Never Seen It: The Hours

NSI_the hours_poster

Date released: January 24, 2003

Date watched: January 17, 2014

Why now?: With Meryl Streep starring as the strong-willed mother in the dramatic and critically acclaimed August: Osage County, I decided to dive into another one of her dramatic works. Having majored in English in university, I was also attracted to the concept of this film (it’s based on the life of Virginia Woolf and her novel Mrs. Dalloway).

Why not then?: I probably didn’t realize it even existed when it was first released, but I’m actually thankful I didn’t see it then, because I know I wouldn’t have appreciated this as much as I do now.


  • A lot of deaths
  • A melodramatic film about three women who are crumbling under the pressures and emotions of life
  • An intertwining of three stories of three very different women, living in very different times and experiencing very different pressures
  • A fantastic performance by Nicole Kidman as Virginia Woolf (she won countless accolades for this performance, including an Oscar)

What I actually got:

  • The opening scene was one of Virginia Woolf’s suicide and the writing of her letter to her ever-loyal and supportive lover, so clearly I thought the first of my expectations had been met. But as the movie progressed, I was surprised to see that, actually, there weren’t that many deaths for a film about three women struggling with suicide and feelings of absolute loneliness.
  • A deeper understanding of how complex the choice between life and death can really be when absent of illness, and how seemingly unforgivable acts suddenly appear unselfish, perhaps even selfless.
  • While all three women echoed the theme of Mrs. Dalloway, I was actually kind of disappointed with Meryl Streep’s performance as the modern-day, seemingly blissful editor and party hostess Clarissa Vaughan. Kidman definitely stole the show in this film.
  • The speed, depth and intensity of the plot perfectly reflected the tone of Mrs. Dalloway and the seemingly trivial but ever-agonizing lives of Virginia, 1950s housewife Laura Brown (Julianne Moore) and Clarissa and how they battled with the question of life or death, with life being the life they craved, not the life that was. The film was never showy or overdramatic, pushing and pulling only as much as it absolutely had to, which allowed me, the lone viewer, to experience every emotion, every moment, no matter how trivial it may have seemed. Some may find it flat; I found it perfect.

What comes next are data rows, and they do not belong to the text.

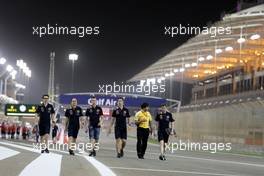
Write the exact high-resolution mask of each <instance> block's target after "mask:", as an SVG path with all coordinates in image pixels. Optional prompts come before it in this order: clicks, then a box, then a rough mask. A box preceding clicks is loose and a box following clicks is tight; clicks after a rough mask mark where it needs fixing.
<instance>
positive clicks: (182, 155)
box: [101, 147, 264, 168]
mask: <svg viewBox="0 0 264 176" xmlns="http://www.w3.org/2000/svg"><path fill="white" fill-rule="evenodd" d="M101 149H107V150H115V149H112V148H106V147H103V148H101ZM126 152H131V153H136V152H135V151H132V150H126ZM146 154H150V155H160V154H159V153H153V152H146ZM166 156H169V157H175V158H183V159H191V160H199V161H210V162H219V163H224V164H235V165H244V166H254V167H262V168H263V167H264V165H263V164H254V163H245V162H238V161H229V160H219V159H209V158H199V157H191V156H183V155H178V154H175V155H173V154H167V155H166Z"/></svg>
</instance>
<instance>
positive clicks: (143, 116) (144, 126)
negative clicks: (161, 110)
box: [135, 111, 152, 128]
mask: <svg viewBox="0 0 264 176" xmlns="http://www.w3.org/2000/svg"><path fill="white" fill-rule="evenodd" d="M142 119H146V120H147V121H146V122H141V123H140V124H139V125H138V127H140V128H149V122H151V121H152V117H151V114H150V113H149V112H148V111H147V112H144V111H138V112H137V113H136V115H135V120H136V121H138V120H142Z"/></svg>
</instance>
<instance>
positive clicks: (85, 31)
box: [32, 24, 100, 38]
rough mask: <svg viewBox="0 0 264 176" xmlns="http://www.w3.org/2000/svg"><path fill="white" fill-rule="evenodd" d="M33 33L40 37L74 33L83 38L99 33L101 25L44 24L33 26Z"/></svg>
mask: <svg viewBox="0 0 264 176" xmlns="http://www.w3.org/2000/svg"><path fill="white" fill-rule="evenodd" d="M32 30H33V31H32V34H33V35H36V36H38V37H43V36H49V35H57V36H65V35H72V36H77V37H79V38H83V37H86V36H91V35H99V34H100V27H99V26H59V25H58V24H55V25H50V24H47V25H44V26H33V27H32Z"/></svg>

One night-in stand or second date potential?: I have to admit that this film really hit home for me. Having been to England not too long ago and walked the halls of Virginia Woolf’s house and the long path to the site at which she was believed to have walked into the river, the opening scene plunged me into an emotional wreck. It just got worse from there. The subject matter was heavy, though darkly uplifting at moments, and the key topic echoed some rather heavy experiences in my life. Happily, I watched this film in private, which allowed me to fall into the plot’s lulling push and relate to the characters. If I do watch this film again, it won’t be for a long time, and I’m certain my experience will be much different at that time. For now, I say it’s a one night-in stand, alone. I wouldn’t share this movie with anyone in the world; the experience was mine, and mine alone, and that was perfect.


2 responses to “Never Seen It: The Hours

  1. I just love this movie, in all its melancholy. It was Julianne Moore’s character that really got to me. She played a character that could easily be seen as some kind of monster with a great deal of sensitivity.